Donut 🍩 : Document Understanding Transformer

Official Implementation of Donut and SynthDoG | Paper | Slide | Poster

Introduction

Donut 🍩, Document understanding transformer, is a new method of document understanding that utilizes an OCR-free end-to-end Transformer model. Donut does not require off-the-shelf OCR engines/APIs, yet it shows state-of-the-art performances on various visual document understanding tasks, such as visual document classification or information extraction (a.k.a. document parsing). In addition, we present SynthDoG 🐶, Synthetic Document Generator, that helps the model pre-training to be flexible on various languages and domains.

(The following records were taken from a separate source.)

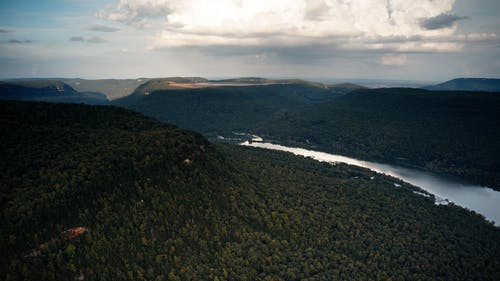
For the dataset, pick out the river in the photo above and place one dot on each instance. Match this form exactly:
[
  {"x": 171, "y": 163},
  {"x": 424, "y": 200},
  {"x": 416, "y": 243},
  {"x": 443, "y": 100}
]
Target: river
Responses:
[{"x": 482, "y": 200}]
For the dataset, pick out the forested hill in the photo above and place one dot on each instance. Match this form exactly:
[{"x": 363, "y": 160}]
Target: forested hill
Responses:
[
  {"x": 455, "y": 133},
  {"x": 103, "y": 193},
  {"x": 224, "y": 109},
  {"x": 468, "y": 84},
  {"x": 49, "y": 91},
  {"x": 450, "y": 132}
]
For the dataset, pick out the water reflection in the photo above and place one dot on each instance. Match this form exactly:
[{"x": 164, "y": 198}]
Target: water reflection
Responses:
[{"x": 483, "y": 200}]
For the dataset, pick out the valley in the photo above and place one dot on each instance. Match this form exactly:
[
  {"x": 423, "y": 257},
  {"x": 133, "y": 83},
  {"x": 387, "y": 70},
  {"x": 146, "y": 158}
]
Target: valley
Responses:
[{"x": 228, "y": 212}]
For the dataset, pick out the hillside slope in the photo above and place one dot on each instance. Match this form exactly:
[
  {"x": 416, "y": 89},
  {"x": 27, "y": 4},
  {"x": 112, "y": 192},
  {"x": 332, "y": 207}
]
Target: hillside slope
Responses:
[
  {"x": 455, "y": 133},
  {"x": 102, "y": 193},
  {"x": 221, "y": 110},
  {"x": 112, "y": 88},
  {"x": 49, "y": 91}
]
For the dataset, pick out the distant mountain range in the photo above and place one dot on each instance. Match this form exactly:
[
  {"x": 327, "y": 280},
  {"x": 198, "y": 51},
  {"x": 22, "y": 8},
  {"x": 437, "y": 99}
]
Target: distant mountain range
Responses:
[
  {"x": 451, "y": 132},
  {"x": 104, "y": 193},
  {"x": 468, "y": 84},
  {"x": 48, "y": 91}
]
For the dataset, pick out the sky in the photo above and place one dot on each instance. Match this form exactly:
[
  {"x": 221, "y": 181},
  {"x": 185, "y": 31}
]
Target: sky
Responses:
[{"x": 431, "y": 40}]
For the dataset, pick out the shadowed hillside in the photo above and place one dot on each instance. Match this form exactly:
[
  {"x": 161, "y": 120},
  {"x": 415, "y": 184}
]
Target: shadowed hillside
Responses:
[{"x": 103, "y": 193}]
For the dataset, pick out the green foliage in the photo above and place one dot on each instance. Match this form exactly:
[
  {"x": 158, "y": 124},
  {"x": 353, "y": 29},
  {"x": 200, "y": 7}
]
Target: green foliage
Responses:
[
  {"x": 233, "y": 213},
  {"x": 455, "y": 133}
]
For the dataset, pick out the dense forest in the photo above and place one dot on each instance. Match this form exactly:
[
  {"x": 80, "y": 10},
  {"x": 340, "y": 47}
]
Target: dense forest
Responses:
[
  {"x": 103, "y": 193},
  {"x": 222, "y": 110},
  {"x": 455, "y": 133}
]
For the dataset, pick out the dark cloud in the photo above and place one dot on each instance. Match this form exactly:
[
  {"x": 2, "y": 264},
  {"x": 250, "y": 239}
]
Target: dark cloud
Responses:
[
  {"x": 440, "y": 21},
  {"x": 96, "y": 39},
  {"x": 15, "y": 41},
  {"x": 103, "y": 28},
  {"x": 77, "y": 39}
]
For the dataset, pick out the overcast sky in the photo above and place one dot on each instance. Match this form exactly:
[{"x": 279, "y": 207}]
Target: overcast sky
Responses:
[{"x": 386, "y": 39}]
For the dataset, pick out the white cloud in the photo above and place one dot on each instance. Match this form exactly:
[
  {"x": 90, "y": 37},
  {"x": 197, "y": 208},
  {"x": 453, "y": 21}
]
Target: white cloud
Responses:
[
  {"x": 394, "y": 25},
  {"x": 394, "y": 60}
]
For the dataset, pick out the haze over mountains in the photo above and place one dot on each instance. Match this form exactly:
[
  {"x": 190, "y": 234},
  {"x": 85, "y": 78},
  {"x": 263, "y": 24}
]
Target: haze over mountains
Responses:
[{"x": 100, "y": 192}]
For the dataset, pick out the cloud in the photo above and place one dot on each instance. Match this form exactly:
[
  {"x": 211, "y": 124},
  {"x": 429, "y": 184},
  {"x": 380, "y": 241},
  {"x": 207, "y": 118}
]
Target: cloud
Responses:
[
  {"x": 394, "y": 60},
  {"x": 77, "y": 39},
  {"x": 96, "y": 39},
  {"x": 440, "y": 21},
  {"x": 103, "y": 28},
  {"x": 130, "y": 11},
  {"x": 15, "y": 41},
  {"x": 319, "y": 26}
]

Our academic paper, which describes our method in detail and provides full experimental results and analyses, can be found here:

OCR-free Document Understanding Transformer.
Geewook Kim, Teakgyu Hong, Moonbin Yim, JeongYeon Nam, Jinyoung Park, Jinyeong Yim, Wonseok Hwang, Sangdoo Yun, Dongyoon Han, Seunghyun Park. In ECCV 2022.

Pre-trained Models and Web Demos

Gradio web demos are available!

You can run the demo with ./app.py file.
Sample images are available at ./misc and more receipt images are available at CORD dataset link.
Web demos are available from the links in the following table.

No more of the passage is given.